Aged just 21, Millais attracted such outrage when he showed this painting at the Royal Academy in 1850 that the effect can well be compared with the opprobrium suffered by Marcus Harvey when he showed a giant depiction of Myra Hindley in the RA's 1997 exhibition Sensation. What shocked people about Millais's painting, says the Tate curator Alison Smith, was his depiction of the Virgin "as a haggard and recognisably working-class woman" and "Joseph with dirt under his fingernails". This broke all the rules, which demanded that the Holy Family be idealised, while at the same time functioning as a bold statement for the Pre-Raphaelites' desire to depict nature and human beings as they really are.
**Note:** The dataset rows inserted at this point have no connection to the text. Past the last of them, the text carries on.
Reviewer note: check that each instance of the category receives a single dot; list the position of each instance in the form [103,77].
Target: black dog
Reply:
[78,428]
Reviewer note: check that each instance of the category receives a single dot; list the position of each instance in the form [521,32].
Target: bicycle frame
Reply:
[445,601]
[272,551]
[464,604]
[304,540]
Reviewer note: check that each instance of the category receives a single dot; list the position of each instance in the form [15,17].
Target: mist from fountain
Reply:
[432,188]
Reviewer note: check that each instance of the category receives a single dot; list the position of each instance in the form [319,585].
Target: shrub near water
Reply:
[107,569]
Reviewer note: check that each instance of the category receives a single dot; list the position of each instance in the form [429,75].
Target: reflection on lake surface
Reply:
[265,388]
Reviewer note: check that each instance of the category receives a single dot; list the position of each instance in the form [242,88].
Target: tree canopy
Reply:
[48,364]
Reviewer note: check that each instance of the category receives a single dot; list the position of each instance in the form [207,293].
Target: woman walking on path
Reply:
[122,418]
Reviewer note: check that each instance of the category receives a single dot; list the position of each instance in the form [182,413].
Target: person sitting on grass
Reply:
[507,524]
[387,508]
Millais used a carpenter's workshop on Oxford Street as his setting and painted the sheep in the background from heads he bought in a butcher's shop. Charles Dickens was so offended by the work that he satirised it in his magazine Household Words, describing a painting by a young artist which showed the young Christ as "a hideous, wry-necked , blubbering red-headed boy in a bed-gown" and the Virgin as "so horrible in her ugliness that she would stand out from the rest of the company as a monster in the vilest cabaret in France, or the lowest ginshop in England".

The Girlhood of Mary Virgin by Dante Gabriel Rossetti (1848)

Rossetti's study of the young Virgin Mary was the first Pre-Raphaelite painting ever to be shown in public when it was included in an open exhibition at the Chinese Gallery on Hyde Park Corner in March 1849. The composition and style of the picture was a bold assertion of the group's intentions, with many key aspects of its manifesto on display: clean, bright colours on a white background, faithful renditions of nature, and real people (the artist's mother and poet sister, Christina) posing as the central figures. Rossetti signed the painting with his name and the initials PRB, an abbreviation for the Pre-Raphaelite Brotherhood the meaning of which remained a secret until it was revealed by The Illustrated London News in 1850. The mysterious letters, used next to signatures by all the founders, only increased the brotherhood's early notoriety.

The Awakening Conscience by William Holman Hunt (1853)

We tend to think of the Pre-Raphaelite founders as fey boys in frock coats so it is easy to forget that they were motivated by the radical politics of their day. Both Hunt and Millais had attended the Chartist demonstration on Kennington Common in 1848 and all the members were interested in the changing and often contradictory attitudes to gender, morality and class. The fate of prostitutes and mistresses is a popular subject in Victorian art and fiction, and here Hunt shows a kept woman who has suddenly realised the evil of her ways. The painting is in the prescribed Pre-Raphaelite style, with bright colours and naturalistic depiction, but this time used to show a modern interior with its vulgar manufactured furniture and fabrics shown to emphasise the low morals and poor judgement of the couple in the scene. Another, hidden, layer to the work was Hunt's own infatuation with the working-class model for the picture, Annie Miller, with whom he later had a failed engagement. The painting was bought by the Manchester industrialist Thomas Fairbairn, an early model for the successful businessman who buys contemporary art as a way of displaying his taste and status, as Charles Saatchi does today.